For all the time that storage managers spend worrying about safeguarding their organization's data, many of them know little about the objects of their obsession. They usually know how much total data there is -- too much -- and how much available storage capacity they have -- never enough. But they often don't know which data is critical, which is less important and which belongs in the trash.
Helping storage managers recognize those differences and do something about them is the idea behind several new products now reaching the market. The latest arrival, Kazeon Systems' Information Server IS1200, started shipping last month.
It joins about a half-dozen other data-classification tools now on the market.
Such tools would not have attracted much interest a few years ago when enterprise storage infrastructures were still mostly one-horse towns. All data, regardless of value, went in the one big, expensive storage bucket.
But now storage managers can more easily build tiered storage systems of varying cost and performance, thanks to products like Serial Advanced Technology Attachment-based disk arrays. Those systems are less expensive than traditional enterprise arrays. With new storage networking gear, they can move data around more efficiently and across greater distances than ever before.
Those new classification tools can help managers sort their data according to its value to the organization, among other criteria. Then managers can place the data in an appropriate storage tier.
"We see data classification as being the foundation for a range of applications that address governance, information discovery and information life cycle management," said Troy Toman, vice president of marketing at Kazeon. "This is what we think is driving people to want more visibility into their content."
Consider the problem
Most storage managers know little about most of their electronic content. Industry estimates peg the portion of unstructured information that a typical organization owns at about 80 percent of the total. Unlike the structured data that goes into a single database management system, unstructured information is stored in a variety of file formats, such as e-mail messages, word processing documents, spreadsheets, electronic images, presentations and so on.
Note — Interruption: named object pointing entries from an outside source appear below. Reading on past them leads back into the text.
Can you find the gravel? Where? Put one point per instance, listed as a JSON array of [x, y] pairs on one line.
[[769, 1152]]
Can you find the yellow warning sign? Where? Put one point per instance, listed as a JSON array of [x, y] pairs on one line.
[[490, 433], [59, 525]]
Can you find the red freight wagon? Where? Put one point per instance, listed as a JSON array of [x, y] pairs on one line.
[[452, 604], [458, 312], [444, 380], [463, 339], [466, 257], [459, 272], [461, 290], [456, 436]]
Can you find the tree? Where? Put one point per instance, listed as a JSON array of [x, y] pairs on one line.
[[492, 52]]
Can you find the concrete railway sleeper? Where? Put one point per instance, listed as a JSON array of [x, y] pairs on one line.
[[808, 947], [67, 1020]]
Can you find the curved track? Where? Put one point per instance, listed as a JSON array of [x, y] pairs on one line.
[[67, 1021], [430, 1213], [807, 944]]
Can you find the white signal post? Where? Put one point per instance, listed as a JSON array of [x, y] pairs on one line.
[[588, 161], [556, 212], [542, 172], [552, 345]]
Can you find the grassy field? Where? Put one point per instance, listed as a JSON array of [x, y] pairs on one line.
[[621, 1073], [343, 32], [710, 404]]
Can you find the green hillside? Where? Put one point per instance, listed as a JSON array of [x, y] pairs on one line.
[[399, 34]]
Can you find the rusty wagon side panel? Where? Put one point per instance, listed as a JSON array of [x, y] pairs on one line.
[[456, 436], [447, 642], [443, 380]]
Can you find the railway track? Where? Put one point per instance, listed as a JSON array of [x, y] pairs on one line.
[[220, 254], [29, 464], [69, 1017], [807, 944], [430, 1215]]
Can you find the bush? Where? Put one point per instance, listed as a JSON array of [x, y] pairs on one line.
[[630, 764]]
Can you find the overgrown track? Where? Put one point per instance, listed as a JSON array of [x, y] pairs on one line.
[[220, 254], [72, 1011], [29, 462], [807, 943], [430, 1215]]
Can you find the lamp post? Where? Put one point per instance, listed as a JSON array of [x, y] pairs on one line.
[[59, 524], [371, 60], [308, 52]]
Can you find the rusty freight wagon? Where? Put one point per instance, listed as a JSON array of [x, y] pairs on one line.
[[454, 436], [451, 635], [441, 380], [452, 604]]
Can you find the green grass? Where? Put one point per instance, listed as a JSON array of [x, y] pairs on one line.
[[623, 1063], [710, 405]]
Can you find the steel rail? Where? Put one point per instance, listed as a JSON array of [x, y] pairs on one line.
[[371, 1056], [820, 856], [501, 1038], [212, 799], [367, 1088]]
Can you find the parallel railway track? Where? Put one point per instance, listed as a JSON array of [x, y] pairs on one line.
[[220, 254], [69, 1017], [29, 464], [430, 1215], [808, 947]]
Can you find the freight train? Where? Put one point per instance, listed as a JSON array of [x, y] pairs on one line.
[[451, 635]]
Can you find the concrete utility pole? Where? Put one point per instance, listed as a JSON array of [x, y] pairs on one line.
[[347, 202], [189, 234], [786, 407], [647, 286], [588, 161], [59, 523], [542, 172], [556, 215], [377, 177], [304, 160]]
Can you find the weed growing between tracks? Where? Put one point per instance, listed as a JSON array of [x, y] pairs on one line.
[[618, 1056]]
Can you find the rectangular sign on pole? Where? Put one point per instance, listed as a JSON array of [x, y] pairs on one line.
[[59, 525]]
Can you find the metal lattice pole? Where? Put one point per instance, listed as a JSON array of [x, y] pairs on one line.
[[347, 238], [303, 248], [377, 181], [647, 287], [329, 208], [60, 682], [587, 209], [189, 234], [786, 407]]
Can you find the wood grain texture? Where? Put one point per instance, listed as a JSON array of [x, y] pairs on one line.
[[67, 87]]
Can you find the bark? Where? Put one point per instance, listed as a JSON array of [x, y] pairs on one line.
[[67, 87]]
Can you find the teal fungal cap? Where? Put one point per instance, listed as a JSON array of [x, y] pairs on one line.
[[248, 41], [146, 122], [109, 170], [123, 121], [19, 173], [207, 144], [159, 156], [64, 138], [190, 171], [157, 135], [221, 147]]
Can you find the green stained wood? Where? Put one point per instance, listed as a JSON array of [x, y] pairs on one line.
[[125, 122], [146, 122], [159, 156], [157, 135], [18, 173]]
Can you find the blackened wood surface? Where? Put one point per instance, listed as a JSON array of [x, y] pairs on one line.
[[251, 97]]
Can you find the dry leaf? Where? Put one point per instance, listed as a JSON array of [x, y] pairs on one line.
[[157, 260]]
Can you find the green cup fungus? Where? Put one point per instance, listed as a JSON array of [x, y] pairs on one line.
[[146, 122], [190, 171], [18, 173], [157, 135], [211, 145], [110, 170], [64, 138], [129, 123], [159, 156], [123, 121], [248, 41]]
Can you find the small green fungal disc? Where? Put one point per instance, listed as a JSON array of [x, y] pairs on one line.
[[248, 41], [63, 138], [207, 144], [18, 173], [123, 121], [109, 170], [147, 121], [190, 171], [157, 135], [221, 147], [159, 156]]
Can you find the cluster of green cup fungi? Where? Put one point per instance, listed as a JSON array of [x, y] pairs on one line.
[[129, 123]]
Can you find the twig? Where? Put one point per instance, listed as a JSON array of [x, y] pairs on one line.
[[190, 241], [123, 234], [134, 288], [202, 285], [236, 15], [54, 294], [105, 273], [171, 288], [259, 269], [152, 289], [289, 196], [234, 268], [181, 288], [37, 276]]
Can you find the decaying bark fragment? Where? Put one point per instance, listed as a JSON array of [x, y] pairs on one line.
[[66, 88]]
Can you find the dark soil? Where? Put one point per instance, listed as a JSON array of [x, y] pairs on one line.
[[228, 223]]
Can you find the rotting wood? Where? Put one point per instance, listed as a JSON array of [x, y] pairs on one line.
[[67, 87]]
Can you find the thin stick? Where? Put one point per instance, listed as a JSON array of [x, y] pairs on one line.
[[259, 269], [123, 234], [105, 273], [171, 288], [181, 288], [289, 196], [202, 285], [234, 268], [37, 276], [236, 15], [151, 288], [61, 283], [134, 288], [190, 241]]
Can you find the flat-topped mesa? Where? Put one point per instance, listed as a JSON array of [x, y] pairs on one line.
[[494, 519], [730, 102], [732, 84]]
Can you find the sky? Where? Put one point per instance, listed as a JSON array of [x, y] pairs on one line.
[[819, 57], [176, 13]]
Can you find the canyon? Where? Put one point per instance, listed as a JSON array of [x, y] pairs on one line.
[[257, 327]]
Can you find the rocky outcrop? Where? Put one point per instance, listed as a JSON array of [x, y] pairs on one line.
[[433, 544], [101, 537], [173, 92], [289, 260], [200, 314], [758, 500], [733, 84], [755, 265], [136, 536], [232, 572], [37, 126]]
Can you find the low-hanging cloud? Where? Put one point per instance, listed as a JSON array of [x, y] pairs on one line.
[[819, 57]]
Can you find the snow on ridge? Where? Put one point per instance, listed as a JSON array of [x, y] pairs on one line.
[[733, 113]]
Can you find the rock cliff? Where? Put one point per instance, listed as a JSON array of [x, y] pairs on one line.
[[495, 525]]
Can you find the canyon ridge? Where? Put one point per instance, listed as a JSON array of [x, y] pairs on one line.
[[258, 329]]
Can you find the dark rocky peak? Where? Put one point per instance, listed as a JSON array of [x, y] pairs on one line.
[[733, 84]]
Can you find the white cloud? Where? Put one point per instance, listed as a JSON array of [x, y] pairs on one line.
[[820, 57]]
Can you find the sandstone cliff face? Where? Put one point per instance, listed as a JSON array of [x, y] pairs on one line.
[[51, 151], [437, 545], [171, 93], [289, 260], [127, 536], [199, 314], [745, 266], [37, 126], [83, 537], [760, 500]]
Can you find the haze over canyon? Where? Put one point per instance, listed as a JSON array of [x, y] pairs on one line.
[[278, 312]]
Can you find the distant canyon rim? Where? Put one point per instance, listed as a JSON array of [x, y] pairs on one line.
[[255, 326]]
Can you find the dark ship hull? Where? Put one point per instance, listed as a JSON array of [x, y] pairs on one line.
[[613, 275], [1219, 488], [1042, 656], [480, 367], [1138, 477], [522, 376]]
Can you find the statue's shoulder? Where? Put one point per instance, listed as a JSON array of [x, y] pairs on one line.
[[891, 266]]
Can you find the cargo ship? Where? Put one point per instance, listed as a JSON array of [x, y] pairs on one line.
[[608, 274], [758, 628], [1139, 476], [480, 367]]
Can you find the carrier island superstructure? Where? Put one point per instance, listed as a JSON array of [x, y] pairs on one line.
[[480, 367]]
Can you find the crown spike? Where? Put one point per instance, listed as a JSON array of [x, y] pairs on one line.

Because practically any employee can create this unstructured content using a wide range of applications, storage managers typically deal with the glut of new data by essentially not dealing with it at all. They simply dump all the files into the organization's primary storage systems and give all of it the same five-star treatment. An important
e-mail message from one executive to another and an MP3 music file downloaded by a summer intern have the same safeguards -- regular backup and long-term retention.